Agnes loved taking medicine of all kinds, and particularly enjoyed taking it with an audience.
The doctor and I worked together on this and at times I even drove Agnes to her appointments.
Some people are not happy unless they are miserable, which would not be too bad if they would not share their misery with others, specifically me.
While visiting Agnes, I was overwhelmed with a tremendous temptation. Some temptations a person can handle without too much difficulty and dismiss them out of mind.
Then, there are those tantalizing moments requiring superhuman effort to resist. I faced such a moment with Agnes.
Listening to her latest litany of ailments, a terrible thought gripped my mind. It was all I could do to keep from telling Agnes about Henry's upcoming prostate surgery.
I know what you are thinking, but after all, I'm only human.
My entire week ran like this. By Friday I was bushed and looking forward to a quiet, relaxing evening at home with the Mistress of the Parsonage. Together we would luxuriate in the delights of a quiet evening repast.
When I got home Friday afternoon my wife greeted me with, "Did you remember that the grandchildren will be spending the night with us?" Oh, boy. I had forgotten.
The thought of the grandchildren brought a smile to my weary face. Nothing in the world can change the plans for a quiet evening at home like two grandchildren.
We do not call them "grand" for nothing.
"When will they get here?" I asked, trying to figure out how much time I had to shower and get ready for the invasion.
Grandchildren are God's way of reminding us just how old we really are.
It is a shame He wastes all that energy on children. I could use a little extra energy right about now.
If the grandchildren are coming for supper that means one thing: macaroni and cheese, and a hot dog with a generous side of pickles.
While still in my quiet muse, the front doorbell rang once and then the door exploded with excited greetings as both grandchildren told me that they had come to spend the night."
Spending the night at grandma and grandpa's house is one of the great adventures in a young child's life. No child should ever grow up without this crucial rite of passage.
For one thing, the rules are different. Nobody has to finish everything on the plate (especially the broccoli) and candy is a given.
While eating, I thought about what to do after supper. How would we entertain the children?
Then it occurred to me. The perfect solution for our evening's entertainment was a special video movie from my library.

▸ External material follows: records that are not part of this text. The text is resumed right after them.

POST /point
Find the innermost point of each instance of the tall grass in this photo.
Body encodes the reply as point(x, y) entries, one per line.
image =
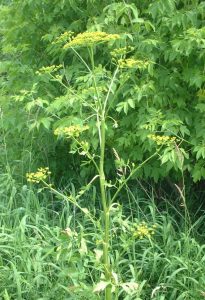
point(41, 260)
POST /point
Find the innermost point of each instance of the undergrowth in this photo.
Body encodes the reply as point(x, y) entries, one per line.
point(50, 250)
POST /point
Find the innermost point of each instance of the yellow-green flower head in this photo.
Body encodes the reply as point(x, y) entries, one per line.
point(90, 38)
point(144, 231)
point(121, 51)
point(162, 139)
point(132, 63)
point(71, 131)
point(39, 175)
point(64, 37)
point(49, 69)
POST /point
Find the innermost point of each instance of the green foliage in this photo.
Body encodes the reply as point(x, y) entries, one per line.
point(164, 96)
point(48, 249)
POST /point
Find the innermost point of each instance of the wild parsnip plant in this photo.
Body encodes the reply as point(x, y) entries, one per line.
point(95, 114)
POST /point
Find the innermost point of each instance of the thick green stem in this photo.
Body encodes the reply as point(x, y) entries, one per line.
point(108, 295)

I thought they were old enough to see this exceptional movie. After all, four- and six-year-olds are a lot more mature these days and can handle the heavy-duty stuff.
Today, many videos are not fit to watch as a family. At least not something I want to sit and watch with my grandchildren. But this movie would be the perfect choice.
Grandma rustled up some popcorn while I got the movie ready. I know I do not have to tell you the title of this movie, but for those who might be experiencing a "senior moment" let me tell you.
The one, the only choice of the evening was "Old Yeller."
If anything can bridge the generation gap, it is "Old Yeller." For the 84 minutes of that movie, we were all glued to the screen.
The little ones were experiencing this classic for the first time as the older ones were remembering the magic from days long gone.
How wonderful to see my grandchildren enjoy their first experience of something that has been special to me for many years.
Few experiences rise above the infamous generation gap. One such experience is spiritual.
The Apostle Paul recognized this in Timothy. "And that from a child thou hast known the holy scriptures, which are able to make thee wise unto salvation through faith which is in Christ Jesus." (2 Timothy 3:15 KJV.)
A personal experience with Jesus Christ is the experience of a lifetime, and beyond.